Şimdi açıklanan hukuk kurallarının ışığı altında uyuşmazlığın çözümüne sıra gelmiştir.
Antalya yöresinde güvenilir, emin bir kişi olarak tanınan ve isim yapan davalının gazete ilamları ve reklam broşürleri ile "Alanya Si-Tur Tatil Sitesi" adı ile bir tatil köyü kuracağını halkı duyurduğu, yüzlerce kişinin davalının bu icabına itimat ederek yapılacak siteden harici sözleşme ile daire aldığı, muhtelif vadeli bonolarla davalının satış parasının tümünü davalıya ödeyip kendine düşen edimini ifa ettiği, alıcılardan tahsil edilen paralarla inşaatın, elektrik, sıhhi tesisat donamını, klozet ve lavaboları hariç diğer yönleriyle tamamen ikmal edildiği, bundan sonra davalının kurduğu ipotek nedeniyle taşınmazın cebri ihale sonucu satılarak mülkiyetinin Vakıflar Bankasına intikal ettiği subut bulmuştur.
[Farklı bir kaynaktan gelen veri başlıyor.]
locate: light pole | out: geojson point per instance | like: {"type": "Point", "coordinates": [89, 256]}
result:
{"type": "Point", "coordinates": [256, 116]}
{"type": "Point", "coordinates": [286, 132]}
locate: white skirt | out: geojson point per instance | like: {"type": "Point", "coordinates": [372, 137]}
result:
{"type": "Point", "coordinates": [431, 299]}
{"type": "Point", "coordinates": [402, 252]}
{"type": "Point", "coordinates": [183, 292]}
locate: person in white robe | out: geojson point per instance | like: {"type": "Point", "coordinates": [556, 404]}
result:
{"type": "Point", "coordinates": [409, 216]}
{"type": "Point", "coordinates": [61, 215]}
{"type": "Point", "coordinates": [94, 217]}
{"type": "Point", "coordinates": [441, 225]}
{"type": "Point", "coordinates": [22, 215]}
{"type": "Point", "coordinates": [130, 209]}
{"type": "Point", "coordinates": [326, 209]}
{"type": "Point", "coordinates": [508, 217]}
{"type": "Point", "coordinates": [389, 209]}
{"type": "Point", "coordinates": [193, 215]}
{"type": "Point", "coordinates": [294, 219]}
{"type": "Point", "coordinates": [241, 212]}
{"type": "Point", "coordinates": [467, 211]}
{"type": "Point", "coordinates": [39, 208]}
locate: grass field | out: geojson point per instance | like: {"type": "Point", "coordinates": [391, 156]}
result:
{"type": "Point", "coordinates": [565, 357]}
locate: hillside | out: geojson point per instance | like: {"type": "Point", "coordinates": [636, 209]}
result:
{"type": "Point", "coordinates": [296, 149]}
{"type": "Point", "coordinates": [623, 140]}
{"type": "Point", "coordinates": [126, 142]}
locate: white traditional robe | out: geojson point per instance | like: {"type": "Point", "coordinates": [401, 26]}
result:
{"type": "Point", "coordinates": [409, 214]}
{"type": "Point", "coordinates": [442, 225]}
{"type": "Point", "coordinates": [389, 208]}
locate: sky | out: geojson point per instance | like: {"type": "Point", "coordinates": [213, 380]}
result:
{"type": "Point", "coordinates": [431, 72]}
Kaldı ki taraflar arasında bu olgular yönünden bir uyuşmazlık da bulunmamaktadır.
İddia, savunma, toplanan tüm deliller, özellikle, 8.8.1986 tarihli ekstra işlerin yapımına dair davalının davacıya gönderdiği yazılar; gazete ilanları, broşürler ve reklamlar içeriği davacı alıcının edimi olan satış bedeli taksitlerini kabul etme biçiminde davalının süregelen tüm tutum ve davranışları bir kül halinde değerlendirildiğinde; davalının emrolunan şekle riayet etmeksizin aktif ifa edeceği fikrini uyandırarak davacıyı akit yapmağa yönelttiği sözleşmedeki taahhütlerini yerine getireceğine dair davacıda tam bir güven yarattığı ve devam eden zaman içinde de bu güveni kuvvetlendirip sürdürdüğü, davacı ve diğer yüzlerce alıcıdan tahsil ettiği satış paralarıyla inşaatı az bir farkla tamamladıktan sonra Vakıflar Bankasına kredi temini için ipotek ettiği, ardından borçlarından kurtulmak için cebri ihale yoluyla taşınmazın Vakıflar Bankasına satılmasına neden olduğu; böylece, sözleşmeyi imkansız hale getirip ondan kurtulma istediği kanaatına kavuşturulmuştur. İşte subut bulan bu olgulardan sonra davalının satım sözleşmesinin şekil noksanlığı nedeni ile geçersizliğini ileri sürmeye kalkışması M.K.'un 2. maddesinde ifadesini bulan iyiniyet kurallarıyla bağdaşmaz.Hakkın kötüye kullanılması niteliğini taşır. Bu durumda taşınmazın temlikine ilişkin edim ifa edilmeksizin ferağın imkansız hale getirilmesi B.K.nun 41/2. maddesine uygun ahlaka aykırı tazmini gerektirir bir fiil olarak kabul edilmesinde duraksamaya yer olmamalıdır. Böyle hallerde, şekli aykırılığa rağmen sözleşmenin geçerli olarak kurulmuş olduğu kabul edilmeli, ifa menfaatının (olumlu zararın) tazmini imkanı tanınmalıdır (M.K. m. 2; B.K. m. 41/2).
3 - Bilirkişilerin dairenin değerine ilişkin değerlendirmeleri Yargıtay denetimine uygun ve yeterli görülmemiş, özellikle hangi taşınmazların emsal alındığı dava konusu daireye göre konum ve durumları, gerekçeli bir şekilde dayanakları gözetilerek izah edilmemiş olduğundan hükme yeterli bulunmamıştır. Bu nedenle mahkemece uzman bilirkişiden gerekçeli rapor alınarak belirlenecek tutara tazminat olarak hükmedilmelidir.
Dayanılan gerekçe kararda etraflıca açıklanmaksızın ve yeterli bilirkişi raporu da alınmadan yazılı şekilde karar verilmesi usule ve yasaya aykırıdır. Bozma nedenidir.
SONUÇ : 2. bendde açıklanan hukuki dayanakları altında mahkeme kararına Usulün 438/son maddesi uyarınca gerekçe eklenmesine, davalının diğer temyiz itirazlarının birinci bendde belirtilen nedenlerle reddine, kararın 3. bende göre davacı yararına BOZULMASINA, 24.1.1992 gününde oybirliğiyle karar verildi.